Agora as perspectivas apontam para decisões menos ambiciosas. Analistas dizem que o encontro deve priorizar as ações de curto prazo para combater a crise. É fato que as organizações precisam de reformas diante da turbulência global, mas esse processo só será finalizado no longo prazo, após novas discussões.
Conforme analistas, são vários os motivos que diferenciam a cúpula de Washington de Bretton Woods, ocorrida no final da Segunda Guerra Mundial, no vilarejo em New Hampshire. A principal é a condição econômica e histórica dos dois períodos.
A crise atual é bastante séria e terá um impacto muito significativo no mundo, mas não se trata de uma guerra, afirmou o presidente da Inter-American Dialogue, Peter Hakim. Além disso, avalia, antes de Bretton Woods as instituições internacionais - o Fundo Monetário Internacional (FMI) e o Banco Mundial - não existiam.

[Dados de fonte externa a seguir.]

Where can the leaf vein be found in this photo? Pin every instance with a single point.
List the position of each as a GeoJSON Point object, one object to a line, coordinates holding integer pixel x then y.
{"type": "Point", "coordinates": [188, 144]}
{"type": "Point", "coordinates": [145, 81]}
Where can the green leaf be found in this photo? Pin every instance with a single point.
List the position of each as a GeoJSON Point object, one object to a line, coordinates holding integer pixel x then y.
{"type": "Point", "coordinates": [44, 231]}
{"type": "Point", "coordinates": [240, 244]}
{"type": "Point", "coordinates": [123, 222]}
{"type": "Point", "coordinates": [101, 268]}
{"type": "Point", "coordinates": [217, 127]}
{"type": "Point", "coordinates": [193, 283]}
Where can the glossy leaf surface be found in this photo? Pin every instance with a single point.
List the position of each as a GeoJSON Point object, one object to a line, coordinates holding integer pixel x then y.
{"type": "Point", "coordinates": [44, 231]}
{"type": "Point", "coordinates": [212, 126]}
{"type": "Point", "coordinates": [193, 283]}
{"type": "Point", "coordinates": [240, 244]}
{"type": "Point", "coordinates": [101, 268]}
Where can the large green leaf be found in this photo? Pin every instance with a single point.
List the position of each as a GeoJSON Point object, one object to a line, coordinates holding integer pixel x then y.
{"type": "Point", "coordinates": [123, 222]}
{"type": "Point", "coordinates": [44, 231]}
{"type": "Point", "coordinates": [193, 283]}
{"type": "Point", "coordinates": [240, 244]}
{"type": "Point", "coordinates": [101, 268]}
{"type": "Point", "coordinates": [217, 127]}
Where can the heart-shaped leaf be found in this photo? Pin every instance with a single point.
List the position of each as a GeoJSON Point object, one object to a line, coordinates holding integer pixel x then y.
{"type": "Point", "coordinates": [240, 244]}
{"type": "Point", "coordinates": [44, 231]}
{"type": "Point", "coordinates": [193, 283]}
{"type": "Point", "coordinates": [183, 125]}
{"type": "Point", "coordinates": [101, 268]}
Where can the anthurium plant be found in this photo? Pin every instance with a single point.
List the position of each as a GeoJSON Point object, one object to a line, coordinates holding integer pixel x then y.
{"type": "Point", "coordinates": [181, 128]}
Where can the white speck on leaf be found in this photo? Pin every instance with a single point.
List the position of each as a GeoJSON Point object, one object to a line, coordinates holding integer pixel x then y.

Agora, trata-se da necessidade de reformulação das entidades criadas naquela época, um processo mais modesto. Qualquer conversa sobre um Bretton Woods 2 é muito prematura, disse Hakim. Se os países chegarem a um acordo básico já será positivo.
A falta de tempo para a preparação da cúpula financeira também é apontada como uma diferença relevante. Bretton Woods foi precedida por dois anos de negociações prévias, e não duas semanas, como aponta Gideon Rachman, comentarista do Financial Times. Ele chama de fantasias grandiosas as comparações entre os dois encontros.
Para o economista Stephen Green, do banco inglês Standard and Chartered, os países estão lidando atualmente com suas próprias turbulências internas, possivelmente sem o tempo necessário para avaliar o que precisa ser feito para solucionar os problemas. Provavelmente veremos acordos amplos em alguns princípios e o estabelecimento de grupos de trabalho para a preparação de uma segunda reunião mais conclusiva no próximo ano. (D.M./A.E.)